How do I apply an existing wildcard SSL cert for Jira?

TY.  I have tried the method mentioned and will try it again tomorrow morning.  My complaint is really with the way the process is structured, in that there are more than few assumptions, it states about 3 times the word "assume". 

 Any reason this process is not well documented somewhere?  It seems as though the resources for this are all over the place.  I am currently documenting the process and will share all my information once complete, but I do find this process unnecessarily difficult.

I agree that the Proxy/HTTPS documentation could use improvement, and that there are a lot of assumptions about both the environment and the administrator. But there are also lots of different ways to set this up. It has improved over the past few revisions.

I would also think about looking into a proxy as SSL termination would be handled better by the proxy rather than tomcat. Post again here if you have other issues getting https enabled, and if this works don't forget to hit the "accept as solution" button!

-Josh

Ill let you know by tomorrow if it works.  TY!

What do you think of this link

https://confluence.atlassian.com/jirakb/how-to-run-jira-over-https-with-a-personal-information-exchange-pfx-certificate-432804342.html

I tried it and it failed.

Regarding the prerequisites on the site that you listed, I have a .crt and .pem file, a keystore, and openssl. What file is needed for the CAFile parameter.
So I have a few questions about the command in the link you have provided:

openssl pkcs12 -export -in host.crt -inkey host.crt.pem -out sslcert.jks -name tomcat -CAfile <What and Where is this file?> -caname root

I did some research on this parameter but did not see any concrete working example, or great explanations.
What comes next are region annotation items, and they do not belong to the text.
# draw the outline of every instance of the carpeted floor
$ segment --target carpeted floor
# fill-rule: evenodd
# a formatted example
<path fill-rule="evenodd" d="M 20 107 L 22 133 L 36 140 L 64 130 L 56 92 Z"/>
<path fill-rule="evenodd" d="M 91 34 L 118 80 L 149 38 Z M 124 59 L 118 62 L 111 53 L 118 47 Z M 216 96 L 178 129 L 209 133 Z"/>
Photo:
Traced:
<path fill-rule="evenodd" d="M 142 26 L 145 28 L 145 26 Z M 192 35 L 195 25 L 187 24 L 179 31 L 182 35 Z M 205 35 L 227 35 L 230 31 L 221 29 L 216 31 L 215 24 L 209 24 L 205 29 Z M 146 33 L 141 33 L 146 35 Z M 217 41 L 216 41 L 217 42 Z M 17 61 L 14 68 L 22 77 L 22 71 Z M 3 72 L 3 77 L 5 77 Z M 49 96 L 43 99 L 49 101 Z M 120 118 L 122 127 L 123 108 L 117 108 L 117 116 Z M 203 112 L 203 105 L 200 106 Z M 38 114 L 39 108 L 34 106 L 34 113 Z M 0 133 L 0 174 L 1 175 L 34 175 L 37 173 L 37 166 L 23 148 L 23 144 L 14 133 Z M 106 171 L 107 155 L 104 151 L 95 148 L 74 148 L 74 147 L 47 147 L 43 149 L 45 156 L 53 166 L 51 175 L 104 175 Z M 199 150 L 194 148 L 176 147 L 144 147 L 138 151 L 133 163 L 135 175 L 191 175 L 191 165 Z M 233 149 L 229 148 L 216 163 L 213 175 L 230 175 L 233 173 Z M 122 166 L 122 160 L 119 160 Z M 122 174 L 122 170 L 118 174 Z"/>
OpenSSL - Command Line Utilities
https://wiki.openssl.org/index.php/Command_Line_Utilities

When I attempt to run the command I get "unable to load private key"

Im not frustrated, just wondering why this process has to be so difficult. I have installed and configured SSL certs, as well as custom development for identity services, and I find this process to be all over the place.

@josh Would you have time to help me out on this.  I've tried about 10 different methods and still have yet to get this to work. 

Any assistance is appreciated.  TY!

You need to find your Certificate Authority root certificate and any intermediate certs. You can email me:

firstname_lastname at bose .com

just sent you a test email please let me know if you got it

Nope. Don't make the subject just "test" - spam filter doesn't like that.

Made an image of it: 

just sent another email let me know if you've received it. 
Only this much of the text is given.